Schwäbische Zeitung (Biberach)
Die Frauen räumen bei den Filmfestspielen in Venedig ab
Goldener Löwe für französisches Abtreibungsdrama – Jane Campion und Penélope Cruz ausgezeichnet
VENEDIG (epd) - Schon oft wurde es angekündigt, in diesem Jahr nun scheint es wahr zu werden: 2021 wird für das Kino als „Jahr der Frau“in die Geschichte eingehen. Nach dem Oscar und der Goldenen Palme des Filmfestivals von Cannes verlieh nun auch das Filmfestival von Venedig seinen Hauptpreis an eine Regisseurin. Die 40-jährige Französin Audrey Diwan gewann mit „L’événement“(„Das Ereignis“) den Goldenen Löwen.
Nach dem gleichnamigen autobiografischen Roman von Annie Ernaux erzählt Diwan die Geschichte einer illegalen Abtreibung im Frankreich der frühen 1960er-Jahre. Mit der Unmittelbarkeit einer intimen Dokumentation zeichnet sie eine Gesellschaft nach, in der allein schon das Wort für Schwangerschaftsabbruch tabu ist. Die Studentin Anna (mit großer Intensität von Anamaria Vartolomei verkörpert) muss völlig auf sich gestellt einen Ausweg für ihre Situation suchen, mit hohem Risiko der sozialen Ächtung und der eigenen Gesundheit. Die Jury unter Vorsitz des koreanischen Regisseurs Bong Joon-ho, der 2019 mit „Parasite“den Oscar gewann, betonte die große Einigkeit ihrer Entscheidung.

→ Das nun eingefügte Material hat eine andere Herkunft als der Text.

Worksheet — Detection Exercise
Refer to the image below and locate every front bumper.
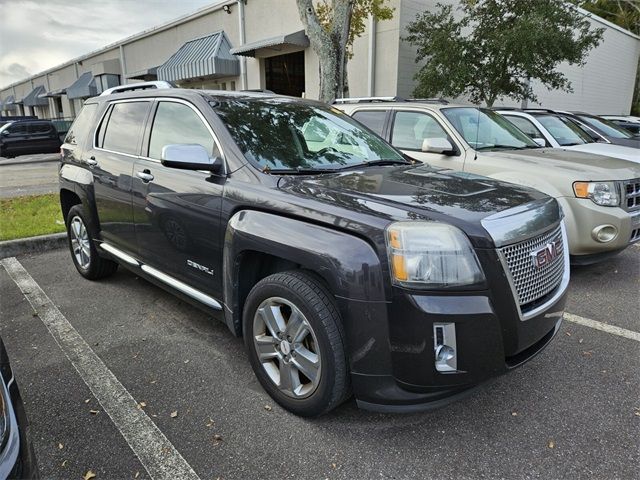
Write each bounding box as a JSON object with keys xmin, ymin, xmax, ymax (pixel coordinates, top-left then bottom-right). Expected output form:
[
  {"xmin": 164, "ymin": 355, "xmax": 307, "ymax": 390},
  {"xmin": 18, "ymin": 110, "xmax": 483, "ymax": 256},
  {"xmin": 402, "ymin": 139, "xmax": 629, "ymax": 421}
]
[
  {"xmin": 558, "ymin": 197, "xmax": 640, "ymax": 263},
  {"xmin": 339, "ymin": 250, "xmax": 567, "ymax": 412}
]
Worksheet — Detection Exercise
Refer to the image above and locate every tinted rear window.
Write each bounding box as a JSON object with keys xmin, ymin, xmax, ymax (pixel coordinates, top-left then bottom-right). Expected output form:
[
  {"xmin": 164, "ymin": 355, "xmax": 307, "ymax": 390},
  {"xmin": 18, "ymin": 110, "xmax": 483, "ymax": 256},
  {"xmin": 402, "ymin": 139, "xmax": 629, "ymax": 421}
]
[
  {"xmin": 102, "ymin": 102, "xmax": 150, "ymax": 155},
  {"xmin": 64, "ymin": 103, "xmax": 98, "ymax": 145}
]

Im Unterschied zu anderen Jahrgängen war Audrey Diwan in Venedig nicht die einzige Frau mit einer Statuette in den Händen. Die Neuseeländerin Jane Campion erhielt für ihren Neo-Western „The Power of the Dog“den silbernen Löwen für die beste Regie. Und die amerikanische Schauspielerin Maggie Gyllenhaal konnte für das Drehbuch ihres Regiedebüts „The Lost Daughter“den Preis fürs beste Drehbuch mit nach Hause nehmen.
Beide Filme thematisieren das Geschlechterthema so originell wie eigensinnig: Campion demontiert mithilfe eines bravourösen Benedict Cumberbatch in der Hauptrolle das Männlichkeitsbild des Cowboys präzise und vernichtend, während Gyllenhaal
in ihrer Adaption eines Elena-Ferrante-Romans Olivia Colman eine Wissenschaftlerin spielen lässt, die mit ihrer Mutterrolle hadert.

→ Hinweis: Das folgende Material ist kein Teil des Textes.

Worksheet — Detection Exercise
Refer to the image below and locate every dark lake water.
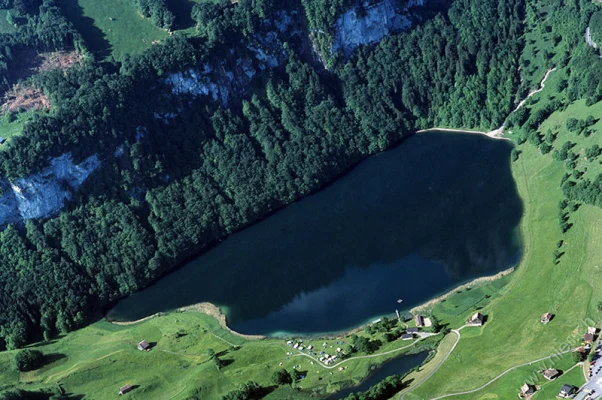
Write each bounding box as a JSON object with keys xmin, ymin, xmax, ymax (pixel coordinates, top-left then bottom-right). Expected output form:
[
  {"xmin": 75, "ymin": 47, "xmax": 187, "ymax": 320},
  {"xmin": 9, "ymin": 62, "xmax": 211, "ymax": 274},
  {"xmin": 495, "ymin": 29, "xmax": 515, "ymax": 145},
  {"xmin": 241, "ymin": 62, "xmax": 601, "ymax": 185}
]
[
  {"xmin": 108, "ymin": 132, "xmax": 522, "ymax": 334},
  {"xmin": 327, "ymin": 351, "xmax": 429, "ymax": 400}
]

Von den Unwägbarkeiten des Mutterseins handelt auch Pedro Almodóvars „Parallel Mothers“, für den Hauptdarstellerin Penélope Cruz mit dem begehrten Darsteller-Preis Coppa Volpi ausgezeichnet wurde. Das männliche Gegenstück ging an den philippinischen Schauspieler John Arcilla für seine furiose Verkörperung eines Journalisten, der sein Gewissen wiederentdeckt, und zwar in „On the Job: The Missing 8“, einem Film, der trotz seiner Länge von über 200 Minuten zu einem Festivalliebling wurde.
Den Grandprix verlieh die Jury an den Italiener Paolo Sorrentino, dessen autobiografisch geprägter Film über das Erwachsenwerden im Neapel der 1980er-Jahre, „The Hand of God“, vom einheimischen Publikum sehr gefeiert wurde. Und Filippo Scotti, der Sorrentinos jugendliches Alter Ego verkörpert, erhielt unter entsprechend viel Beifall den Marcello-Mastroianni-Preis als herausragendes junges Talent.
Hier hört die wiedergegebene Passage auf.